Home NewsNational Moot Courts Can Improve Future Judicial Practice – Justice Muyoboke

Moot Courts Can Improve Future Judicial Practice – Justice Muyoboke

by Daniel Sabiiti
9:04 am

The University of Rwanda Law School team that won the 2023 National Moot Court Competition on International Humanitarian Law

A Supreme court judge has called on young Rwandans hoping to join the judiciary to uphold professional standards so as to deliver justice for all and bridge existing gaps in the system.

Justice Aime Karimunda Muyoboke made the remarks on October 13, 2023 during the awarding of the winners of the 2023 Moot Court Competitions , which attracted law student teams from five universities in Rwanda.

Muyoboke said that while there are some challenges of professional practices in the sector, the moot courts are a very important tool in preparing the future judges, prosecutors and lawyers.

“These competitions help to shape the future judiciary, to witness the professional practice in its reality so as to add on what they have learnt in law school and get prepared for the practice,” Muyoboke said.

Muyoboke said that through the moot courts, the students are challenged to keep learning about various subjects in law practice by reviewing their notes and interacting with judges (present) in order to identify more gaps that need to be covered or addressed.

For example, Muyoboke showed how a judge can implore (consult) court council in times when they are not sure of the decision they are making especially if it is complescent.

“We cannot imagine having complescent judges, prosecutors and lawyers in international humanitarian law,” Muyoboke said.

The remarks come at a time when some court cases have shown complescence among judges, prosecution based on circumstantial evidence and lack of in depth investigation in some cases leading to a back-n-forth court process.

Second runner-up INES Ruhengeri Law School students with UNHCR Country Rep, Ndèye Aissatou Masseck Ndiaye(Right)

Such cases have resulted in a backlog of court cases and the number of appeals, and of recent this challenge has seen the Judiciary resort to establishing alternative justice through arbitration, and plea bargaining as ways forward.

Judicial statistics in 2020 show that there are 318 judges and 235 registrars countrywide.

This number is significantly lower than the volume of cases, and it has, in some ways, led to case backlog and prolonged trial durations.

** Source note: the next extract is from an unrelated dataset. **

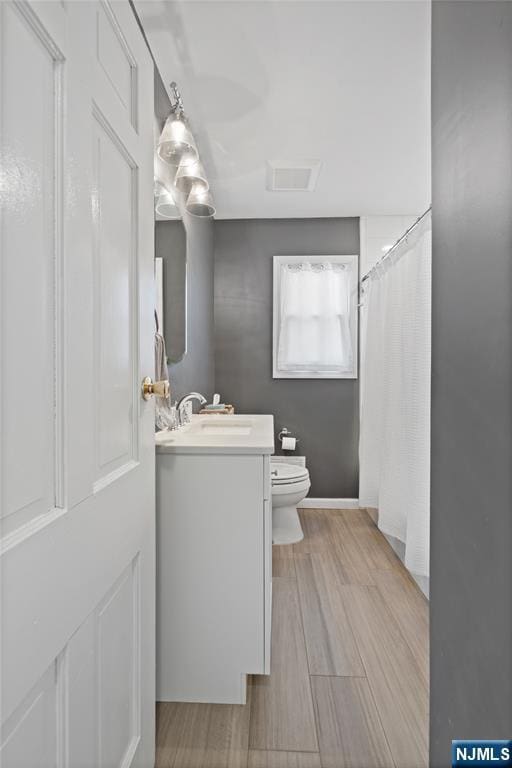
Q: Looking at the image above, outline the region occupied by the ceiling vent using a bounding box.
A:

For instance, the cases increased from 37,116 in 2005 to 91,381 in 2022. This means that, on average, a judge has to handle 49 cases per month.

In the meantime, law students of the University of Rwanda (UR) and INES Ruhengeri University were respectively declared winners and runner-up of 7th edition moot court competitions on the International Humanitarian Law (IHL).

This year’s edition organised by the International Committee of the RedCross (ICRC)-Rwanda and RedCross Rwanda had a focus on the environment- which is consequently affected alongside human rights  due to armed conflicts, as seen today in Ukraine, Gaza, Syria and Mozambique.

Justice Muyoboke said that it is a new field of law to merge international humanitarian law and Human Rights but both have a direct relation to the environment especially when the behavior of beligilents and weapons used have an impact on the environment.

He commended the moot courts as a transfer of knowledge and skills needed to address current challenges but also raise awareness for human rights and protecting the environment under the IHL which came into existence in 1949.

“Tomorrow you will be sitting in the chairs which judges are seated in. This means that all the efforts, investment, and support should not be worthless because this is being done in partnership with the government and partners to breed better leaders,” Muyoboke said.

Supreme court judge, Justice Aime Karimunda Muyoboke (5th left) along ICRC and UNHCR- Rwanda officials pose with winners of the 7th moot court edition 2023

The ICRC Rwanda Legal Advisor, Julien Namahoro  said that the reason they organise such competitions is to improve the performance of the judiciary especially in upholding the IHL and this has seen some of the alumni grow into national judges and prosecutors.

For example, national prosecutor Dr. Charity Wibabara who was a mooter as a student, a moot court judge as a lecturer of law at the University of Rwanda and now the coordinator of the International Crimes Protection at the National Public Prosecution Authority (NPPA).

United Nation Refugee (UNHCR) Country Representative in Rwanda, Ndèye Aissatou Masseck Ndiaye also commended Rwanda’s governance and said that the moot court approach saying will improve existing the government’s and UN efforts protecting and preserving environmental sanity even during conflict and hoped the next competition will tackle refugees.